Autant il est naturel de présenter le désarroi des civils israéliens qui se trouvent victimes d’une situation qu’ils n’auraient jamais imaginé et qui les frappe de plein fouet, autant il est surprenant de constater que les medias français n’évoquent jamais le sort des Palestiniens qui ont dû quitter leurs maisons, et se voir privés de leurs droits depuis 75 ans. Rien non plus à propos des 10 000 prisonniers palestiniens qui n’ont jamais fait l’objet d’un jugement. Cette attitude étonne jusque en Amérique du Nord où, à côté des rassemblements de soutien à Israël, se déroulent sans aucune obstruction des manifestations pro-palestinienne contre l’occupation israélienne.
Une situation totalement inimaginable en France où toute prise de position qui ne condamnerait pas l’attaque du Hamas serait considérée comme une apologie du terrorisme. Il n’est d’ailleurs pas impossible que ceux qui ont affiché une telle position se voient ultérieurement poursuivis par la justice ou le ministère de l’intérieur.
Seule Michèle Sibony sur RFI a pu se faire la voix de la résistance palestinienne, sans doute parce qu’il aurait été absurde de lui prêter des intentions antisémites. L’ancien résistant Stéphane Hessel l’avait également fait en son temps sur la même chaîne, et pour les mêmes raisons, malgré les questions particulièrement agressives des journalistes.

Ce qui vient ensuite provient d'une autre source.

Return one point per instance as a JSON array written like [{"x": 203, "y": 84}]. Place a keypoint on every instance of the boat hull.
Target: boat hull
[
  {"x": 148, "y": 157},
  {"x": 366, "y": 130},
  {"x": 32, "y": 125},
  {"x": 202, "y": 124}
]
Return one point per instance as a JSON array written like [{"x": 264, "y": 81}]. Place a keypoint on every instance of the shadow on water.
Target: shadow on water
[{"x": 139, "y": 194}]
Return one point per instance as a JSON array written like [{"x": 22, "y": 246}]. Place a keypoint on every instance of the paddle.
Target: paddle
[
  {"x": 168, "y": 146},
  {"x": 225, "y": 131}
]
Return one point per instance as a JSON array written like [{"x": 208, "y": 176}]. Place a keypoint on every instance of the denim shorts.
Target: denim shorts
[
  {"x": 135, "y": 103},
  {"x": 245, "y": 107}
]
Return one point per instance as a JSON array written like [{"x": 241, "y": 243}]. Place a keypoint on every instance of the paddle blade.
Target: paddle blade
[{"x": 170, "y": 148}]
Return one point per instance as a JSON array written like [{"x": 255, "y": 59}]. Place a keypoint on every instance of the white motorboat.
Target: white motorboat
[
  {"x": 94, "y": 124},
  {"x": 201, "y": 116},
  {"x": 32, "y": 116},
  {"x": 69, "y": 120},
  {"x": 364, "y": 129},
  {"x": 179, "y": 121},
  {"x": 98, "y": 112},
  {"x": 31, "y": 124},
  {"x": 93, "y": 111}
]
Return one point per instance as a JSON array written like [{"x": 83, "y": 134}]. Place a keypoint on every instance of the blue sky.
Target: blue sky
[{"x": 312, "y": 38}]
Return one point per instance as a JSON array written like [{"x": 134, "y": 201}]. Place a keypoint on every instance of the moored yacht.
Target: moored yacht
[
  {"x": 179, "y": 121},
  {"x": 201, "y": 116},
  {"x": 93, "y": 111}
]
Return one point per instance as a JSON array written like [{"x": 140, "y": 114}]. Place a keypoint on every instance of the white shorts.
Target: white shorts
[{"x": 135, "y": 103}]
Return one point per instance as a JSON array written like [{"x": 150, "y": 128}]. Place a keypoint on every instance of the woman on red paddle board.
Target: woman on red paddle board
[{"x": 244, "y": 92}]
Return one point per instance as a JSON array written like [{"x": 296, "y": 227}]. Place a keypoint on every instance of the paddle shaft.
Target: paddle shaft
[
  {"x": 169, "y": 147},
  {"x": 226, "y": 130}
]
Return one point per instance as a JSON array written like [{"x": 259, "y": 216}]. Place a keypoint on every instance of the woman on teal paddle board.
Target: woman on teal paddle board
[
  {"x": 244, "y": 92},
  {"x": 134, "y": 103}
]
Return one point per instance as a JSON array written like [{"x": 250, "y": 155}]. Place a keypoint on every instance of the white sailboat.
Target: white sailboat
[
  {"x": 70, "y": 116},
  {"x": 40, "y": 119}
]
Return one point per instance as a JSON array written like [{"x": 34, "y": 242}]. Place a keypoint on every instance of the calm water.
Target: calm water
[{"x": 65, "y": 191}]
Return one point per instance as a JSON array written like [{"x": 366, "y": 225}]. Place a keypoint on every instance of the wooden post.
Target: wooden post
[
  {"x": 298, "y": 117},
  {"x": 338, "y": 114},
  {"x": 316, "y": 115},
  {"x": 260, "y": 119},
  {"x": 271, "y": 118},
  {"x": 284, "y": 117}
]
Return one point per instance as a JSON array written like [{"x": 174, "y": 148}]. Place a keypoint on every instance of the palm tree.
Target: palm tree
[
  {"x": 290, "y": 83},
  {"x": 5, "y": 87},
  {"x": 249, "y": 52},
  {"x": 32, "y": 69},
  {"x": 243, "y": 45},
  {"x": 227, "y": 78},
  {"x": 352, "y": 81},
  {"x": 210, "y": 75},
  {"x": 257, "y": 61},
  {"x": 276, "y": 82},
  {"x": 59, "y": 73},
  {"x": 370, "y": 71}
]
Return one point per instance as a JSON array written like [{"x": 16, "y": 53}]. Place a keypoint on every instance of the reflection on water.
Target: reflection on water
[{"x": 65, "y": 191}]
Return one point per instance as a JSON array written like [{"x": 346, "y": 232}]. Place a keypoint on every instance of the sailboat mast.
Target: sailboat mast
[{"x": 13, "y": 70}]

L’éthique du journaliste exige, non qu’il soit objectif, car cela n’a aucun sens, mais qu’il soit honnête. C’est à dire que, quelles que soient ses légitimes convictions ou ses préférences pour l’un ou l’autre des protagonistes, il laisse chacun s’exprimer sans chercher à influencer d’emblée l’opinion du lecteur ou du spectateur. C’est à ce dernier de se faire une opinion après avoir assisté à un débat équilibré. Helas, depuis quelques années, la déontologie n’est plus véritablement enseignée dans les écoles de journalisme. Les interviewés passent au second plan, la vedette leur étant volée par les intervieweurs qui ne cherchent plus à tirer le meilleur de leurs invités, mais se posent en juges et en inquisiteurs, garant de la « pensée unique » dictée par des propriétaires monopolistiques de medias, devenus des oligarques de l’information.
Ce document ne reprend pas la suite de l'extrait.